Michael Naumann, the German culture minister who oversaw the controversial departure of Berlin International Film Festival chief Moritz de Hadeln, has stepped down after just two years in the job.
Julian Nida-Ruemelin, the City of Munich's Arts Officer, is to succeed him. Naumann, a former publishing executive in Germany and the US, is to become a co-publisher of the highbrow weekly newspaper Die Zeit.
His departure comes after the film and TV forum that he announced at Berlin last year began to lose steam. The so-called Alliance for Film was to discuss such issues as the reform of the Export-Union of German Cinema and revisions of the film subsidy laws. But such key industry figures as German Federal Film Board (FFA) president Eberhard Junkersdorf and Filmstiftung NRW head Dieter Kosslick were conspicuous by their absence at the last meeting.

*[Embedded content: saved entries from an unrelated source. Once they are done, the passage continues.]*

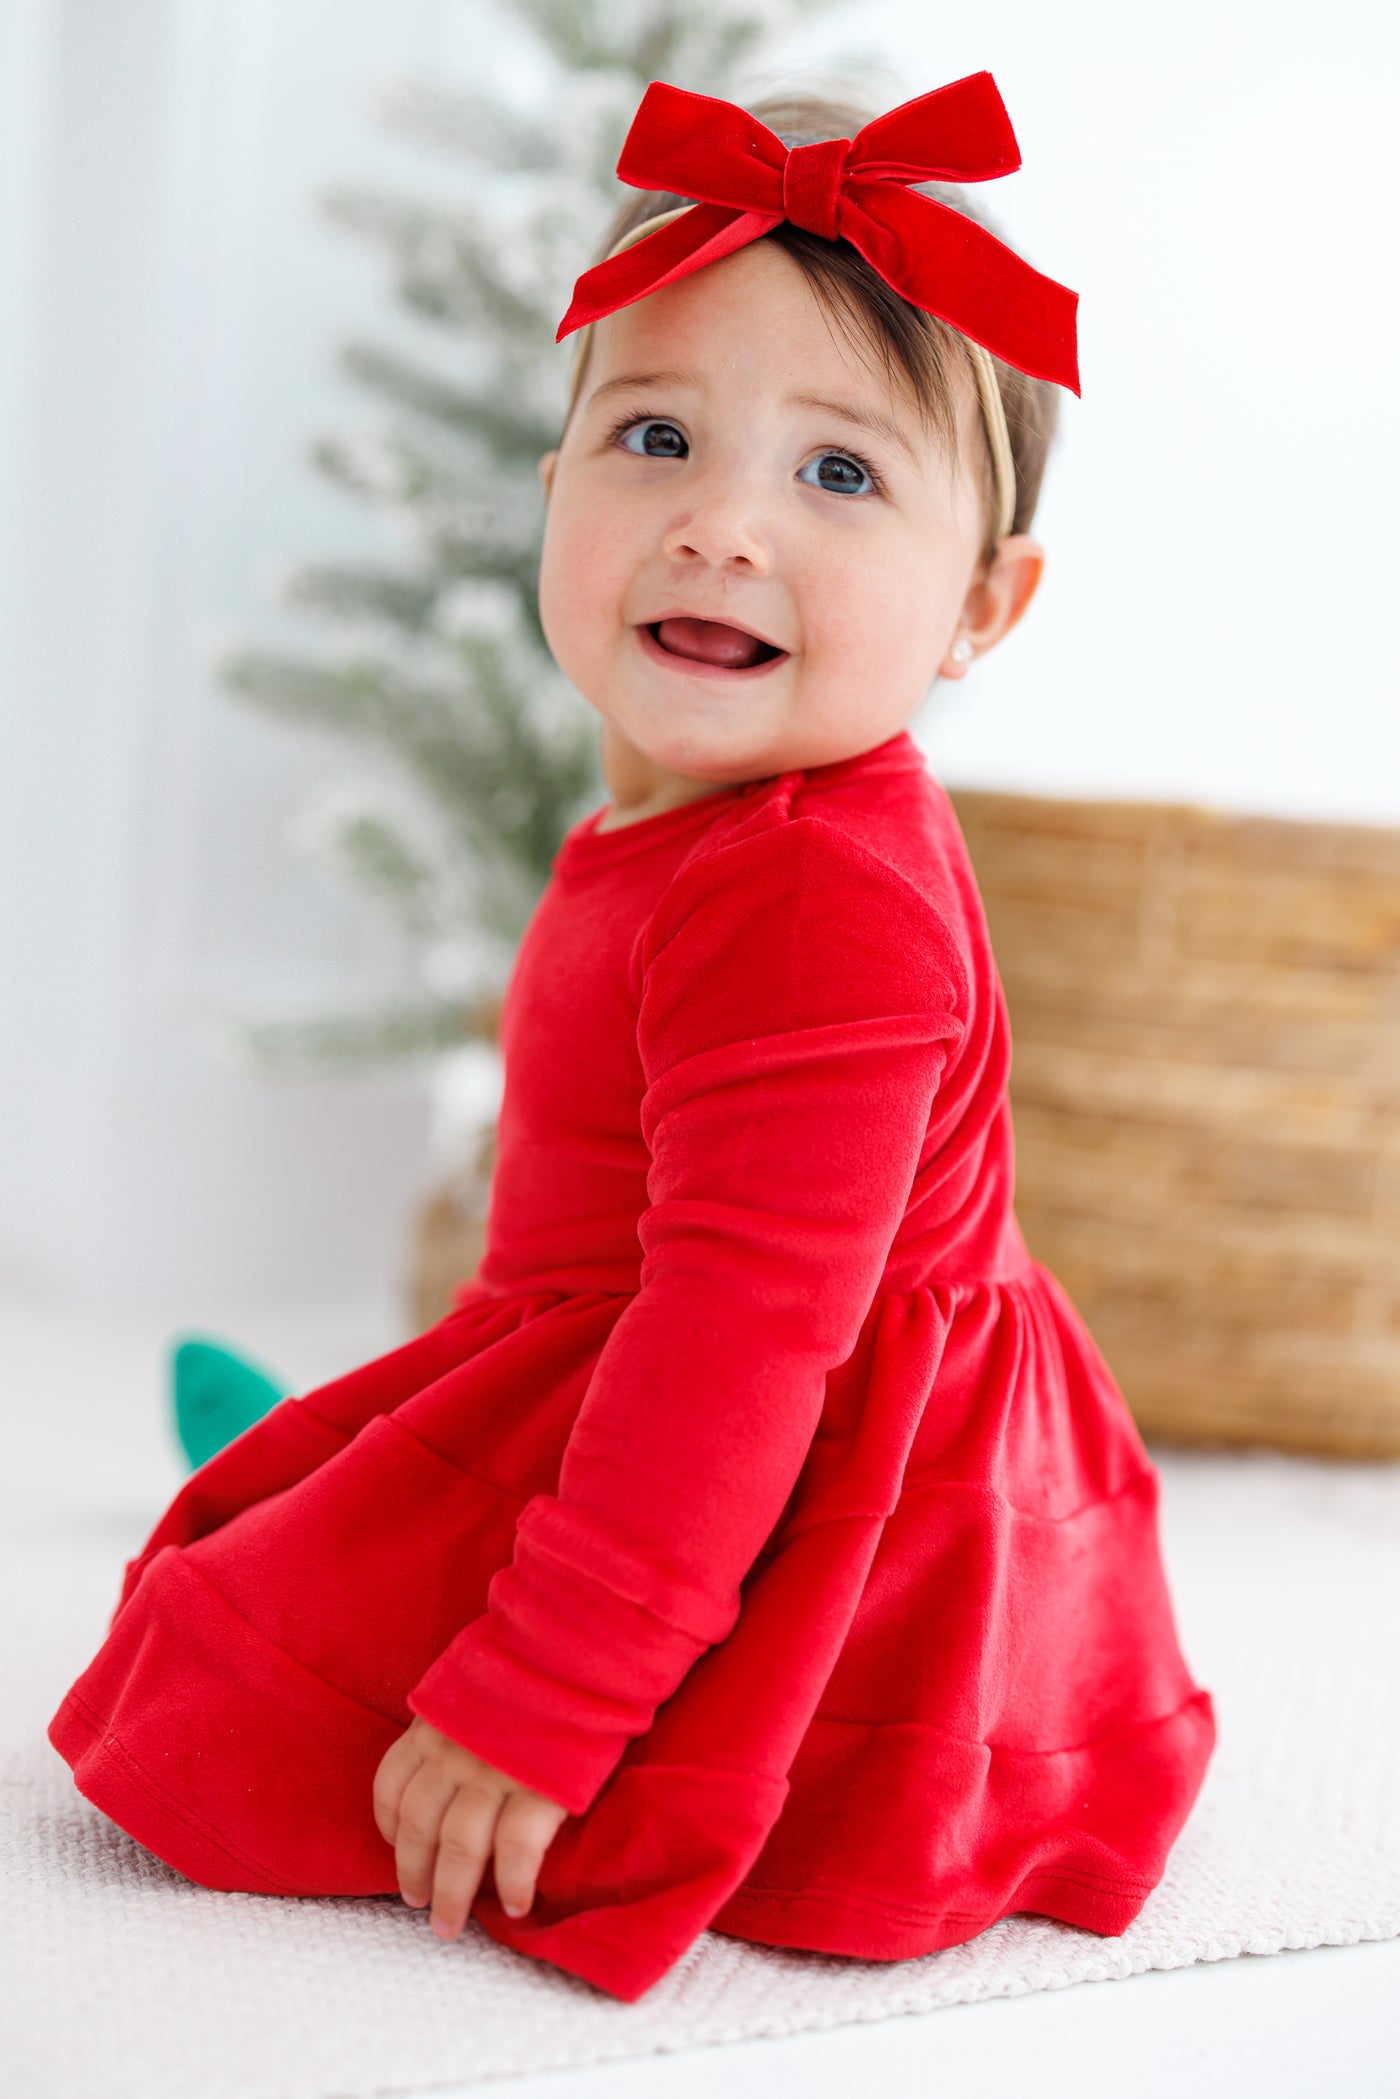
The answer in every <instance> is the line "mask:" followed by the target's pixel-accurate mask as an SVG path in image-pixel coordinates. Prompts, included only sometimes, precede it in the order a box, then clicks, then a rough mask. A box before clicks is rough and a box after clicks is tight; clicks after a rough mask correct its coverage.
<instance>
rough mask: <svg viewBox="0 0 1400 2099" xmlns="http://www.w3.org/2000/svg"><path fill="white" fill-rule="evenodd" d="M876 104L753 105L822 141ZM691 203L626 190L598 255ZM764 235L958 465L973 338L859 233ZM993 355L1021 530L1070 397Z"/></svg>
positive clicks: (817, 98) (804, 230)
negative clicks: (964, 379)
mask: <svg viewBox="0 0 1400 2099" xmlns="http://www.w3.org/2000/svg"><path fill="white" fill-rule="evenodd" d="M873 113H875V111H871V109H861V107H856V105H854V103H848V101H835V99H831V97H825V94H804V92H798V94H766V97H764V99H762V101H758V103H754V105H751V115H756V118H758V120H760V122H762V124H766V126H768V130H772V132H777V136H779V139H781V141H783V145H787V147H793V145H812V143H814V141H819V139H854V134H856V132H858V130H861V126H865V124H869V120H871V115H873ZM913 187H915V189H917V191H919V193H921V195H926V197H936V199H938V202H940V204H949V206H951V208H953V210H957V212H963V214H966V216H968V218H974V220H976V222H978V225H980V227H987V231H989V233H995V235H997V239H1001V233H999V229H997V225H995V222H993V220H991V218H989V216H987V212H982V210H974V208H972V206H970V204H968V199H966V193H963V191H961V189H957V187H955V185H951V183H917V185H913ZM691 202H693V199H691V197H678V195H672V193H670V191H636V193H634V195H630V197H625V199H623V204H621V206H619V208H617V212H615V216H613V222H611V227H609V229H607V233H604V237H602V241H600V246H598V252H596V256H594V262H600V260H602V258H604V256H607V254H609V252H611V250H613V246H615V243H617V241H619V239H621V237H623V233H630V231H632V229H634V227H640V225H642V220H646V218H655V216H657V214H659V212H667V210H674V208H676V206H680V204H691ZM762 239H766V241H775V243H777V246H779V248H783V252H785V254H789V256H791V258H793V262H796V264H798V269H800V271H802V275H804V277H806V281H808V283H810V288H812V292H814V294H816V298H819V300H821V304H823V309H825V313H827V315H829V319H833V321H835V323H837V325H840V327H842V332H844V334H846V340H848V342H850V344H852V346H867V348H873V351H875V353H877V357H879V361H882V365H884V374H886V378H888V380H890V384H894V378H896V374H898V376H903V380H905V382H907V386H909V393H911V395H913V399H915V403H917V409H919V418H921V422H924V428H926V430H932V432H934V434H936V437H938V441H940V443H942V447H945V451H947V455H949V458H951V460H953V464H955V466H957V462H959V445H957V399H955V393H953V384H955V382H953V372H955V369H957V367H961V369H963V372H966V376H968V378H970V380H972V382H974V384H976V372H974V367H972V359H970V355H968V346H966V338H963V336H961V334H959V332H957V330H955V327H951V325H949V323H947V321H940V319H936V315H932V313H924V309H921V306H911V304H909V300H905V298H900V296H898V292H894V290H892V288H890V285H888V283H886V281H884V277H882V275H879V273H877V271H873V269H871V264H869V262H867V260H865V256H861V254H858V252H856V250H854V248H852V246H850V241H829V239H823V235H819V233H808V231H806V229H804V227H793V225H791V220H787V218H785V220H783V222H781V225H777V227H772V231H770V233H764V235H762ZM590 334H592V332H590ZM579 355H581V357H584V359H586V357H588V338H586V340H584V344H581V353H579ZM991 363H993V369H995V374H997V386H999V388H1001V403H1003V407H1005V424H1007V434H1010V439H1012V460H1014V464H1016V512H1014V516H1012V531H1031V521H1033V516H1035V506H1037V502H1039V493H1041V479H1043V474H1045V460H1047V455H1049V445H1052V441H1054V434H1056V426H1058V418H1060V397H1058V390H1056V388H1054V386H1052V384H1049V380H1033V378H1028V376H1026V374H1024V372H1018V369H1016V367H1014V365H1005V363H1001V359H999V357H993V359H991ZM579 384H581V369H579V372H575V397H577V390H579ZM978 426H980V428H982V439H984V441H982V445H980V447H978V460H976V466H974V472H976V476H978V483H980V489H982V560H991V558H993V552H995V546H997V537H995V516H997V485H995V470H993V458H991V443H989V441H987V430H984V424H982V418H980V416H978Z"/></svg>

Naumann, Germany's first post-war state culture minister, was criticised for his supposedly heavy-handed handling of de Hadeln's departure. The long-serving festival chief leaves under the proviso that he head one more edition of the festival in February 2001.
Naumann is to appear with Federal Chancellor Gerhard Schroeder at a press conference in Berlin on Thursday to officially announce his departure from his duties as Federal Government Commissioner for Cultural Affairs and the Media. He was appointed in October 1998 by the Schroeder administration to coordinate Germany's cultural policy on a national level. In February 1999, he was elevated to the status of a Minister of State.